Putting 'cheating' in it's place
In many of the discussions that that take place when venturing into 'poly territory', there's one in particular that always draws a lot of strong emotional reactions.
It's the subject of "cheating".
Now, like so many other terms, it's helpful to have an agreed upon definition in order to have a productive discussion. For the sake of this post only I'm going to keep it within the framework of "emotional or sexual interaction with another outside of an existing marriage or committed relationship".
Because this is where much of the problem lies. In many marriages and relationships there is an ASSUMPTION of emotional and sexual fidelity that was in fact never truly agreed on ! In fact, in many cases it's hardly discussed. Therin lies the danger of assumptions ! It's a cultural norm at this point that once two people declare themselves "in relationship" that fidelity is a built in part of that term. It again is 'assumed' that if there is conflict with this that there will be a parting of ways.
Polyamory, as well as other forms of AGREED non-monogamy of course, refute that principal. Then of course there is actual discussion that takes place, agreements are (hopefully) reached on how other loves will flow into the existing relationship.
But that is another subject.
Right now I'm trying to dig into the terrible scars that are often (or claimed) to exist from this 'cheating' - i.e. lack of discussion & agreement prior. Because these scars and bad history often make non-monogamous relations far more complicated than they need to be. And result in the failures of some.
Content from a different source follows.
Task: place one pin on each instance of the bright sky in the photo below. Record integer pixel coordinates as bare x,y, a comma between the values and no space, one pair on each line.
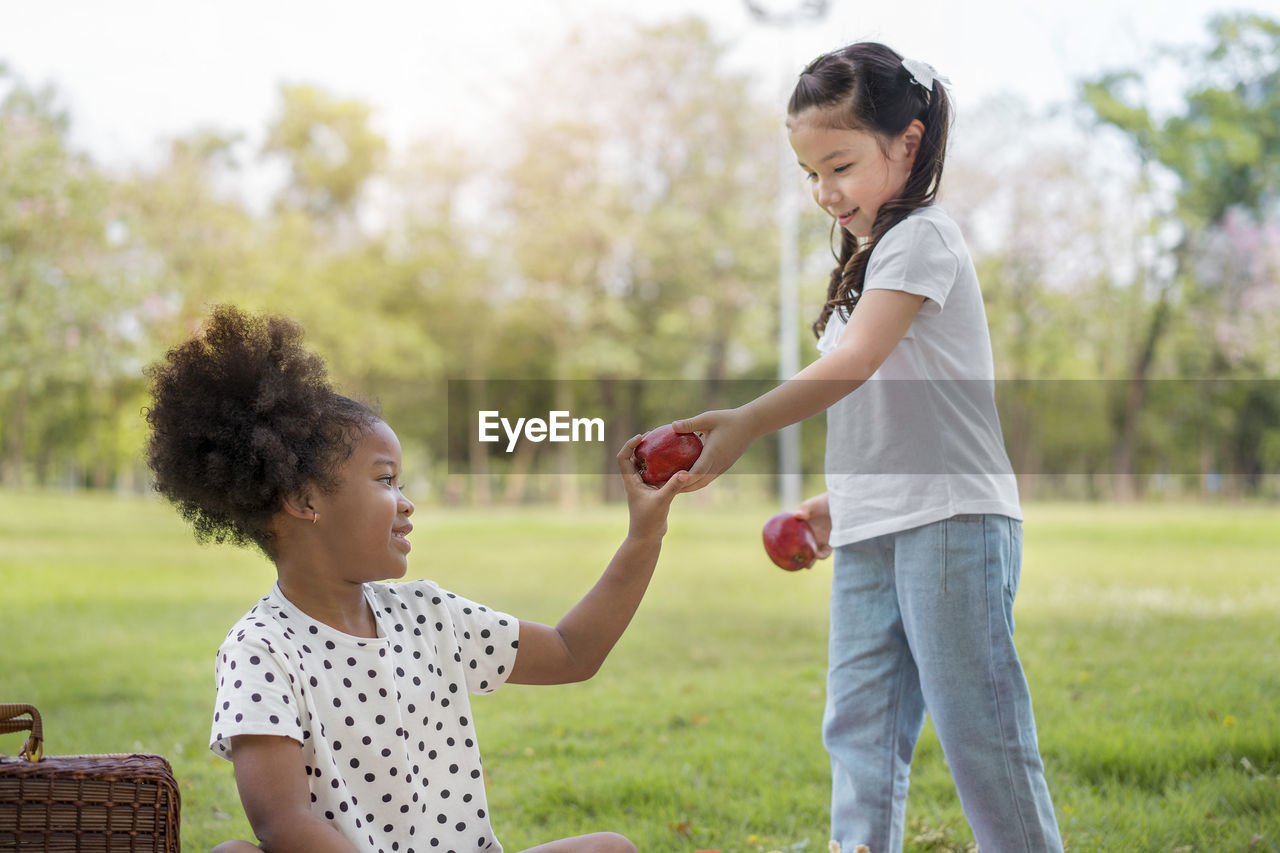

But are these scars really justified ?
How many of us are truly scarred by the lack of Santa Claus or the Tooth Fairy ? Or that we can blindly trust other human beings to act in OUR best interest ? For most, that 'awakening' happened in Jr High - or before. Hell yea, we look back on times of lost innocence and wish it could be otherwise. But it isn't, and for the most part we move on with our lives. albeit in a bit of a more defensive posture. It's ok.
Why do we assign this 'cheating' so much higher a status than the other discoveries we make about weaknesses in human nature ?
My belief is that it's just another example of the cultural definitions - especially that lay seed for potential 'victims' ! Everybody needs to be a 'victim' ! Think of the poor psychotherapy profession and the pharmacutical industry ! Millions could be affected !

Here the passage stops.